A founding member of the British Surrealist Group, Julian Trevelyan (1910–1988) was at the centre of a defining moment in British 20th century art. He was an original participant of the Mass Observation project and embraced a wide variety of styles from surrealism to realism and abstraction.
So why is he not better known?
Through over 100 paintings and prints this exhibition reaffirms Trevelyan’s significant contribution to British art. It celebrates his distinctive visual language which reflects an enduring appetite for experimentation.
The first comprehensive retrospective of the artist in over 20 years, the exhibition marks the 30th anniversary of the artist’s death and is co-curated by James Scott and Ariane Bankes.
After contributing to Britain’s first Surrealist statement, Trevelyan abandoned Cambridge for Paris in 1931 where he worked in Stanley William Hayter’s printmaking studio with Alberto Giacometti, André Masson, Pablo Picasso and Joan Miró.

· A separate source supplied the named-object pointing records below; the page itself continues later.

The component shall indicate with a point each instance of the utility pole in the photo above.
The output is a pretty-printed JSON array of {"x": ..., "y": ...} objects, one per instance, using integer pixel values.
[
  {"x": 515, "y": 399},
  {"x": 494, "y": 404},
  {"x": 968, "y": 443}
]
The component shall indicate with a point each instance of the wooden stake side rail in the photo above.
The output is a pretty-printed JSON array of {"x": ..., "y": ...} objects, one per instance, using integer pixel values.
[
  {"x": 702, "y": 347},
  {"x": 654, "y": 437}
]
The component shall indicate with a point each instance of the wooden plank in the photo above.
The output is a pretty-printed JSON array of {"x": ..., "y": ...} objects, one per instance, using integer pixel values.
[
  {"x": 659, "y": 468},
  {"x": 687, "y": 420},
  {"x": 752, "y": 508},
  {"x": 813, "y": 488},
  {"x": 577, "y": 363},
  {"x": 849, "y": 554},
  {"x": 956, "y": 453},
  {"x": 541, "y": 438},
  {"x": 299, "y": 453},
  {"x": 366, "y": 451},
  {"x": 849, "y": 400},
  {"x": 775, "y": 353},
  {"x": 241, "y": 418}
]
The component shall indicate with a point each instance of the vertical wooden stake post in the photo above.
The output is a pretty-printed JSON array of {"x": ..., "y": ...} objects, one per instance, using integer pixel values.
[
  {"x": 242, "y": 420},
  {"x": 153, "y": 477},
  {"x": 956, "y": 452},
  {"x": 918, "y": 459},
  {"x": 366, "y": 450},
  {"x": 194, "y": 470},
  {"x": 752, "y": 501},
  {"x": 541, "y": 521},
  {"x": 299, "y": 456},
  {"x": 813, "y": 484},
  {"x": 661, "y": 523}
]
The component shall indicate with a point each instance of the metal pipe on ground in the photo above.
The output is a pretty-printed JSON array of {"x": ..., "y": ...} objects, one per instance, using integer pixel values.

His early work was influenced by these artists as well as Max Ernst and Paul Klee, but he went on to develop his own unique style.
As one of the first participants of Mass Observation, which to this day depicts everyday life in Britain, Trevelyan spent a month in Bolton’s industrial streets, painting and creating collages from his suitcase full of materials. During this time he became interested in ‘Sunday painters’ and championed the self-taught group of Ashington Miners, known today as the ‘Pitmen Painters’.
A keen traveller, Trevelyan’s adventures took him abroad to North Africa with the Industrial Camouflage Unit and to the Mediterranean with his second wife, the celebrated painter Mary Fedden. From 1956 he was Head of Printmaking at the Royal College of Art where he shared his love of the process with students including David Hockney, R.B Kitaj and Norman Ackroyd. His home and workplace for over 30 years was at the Durham Wharf studios on the banks of the River Thames at Hammersmith, now under development by Turner Prize winning architecture studio Assemble.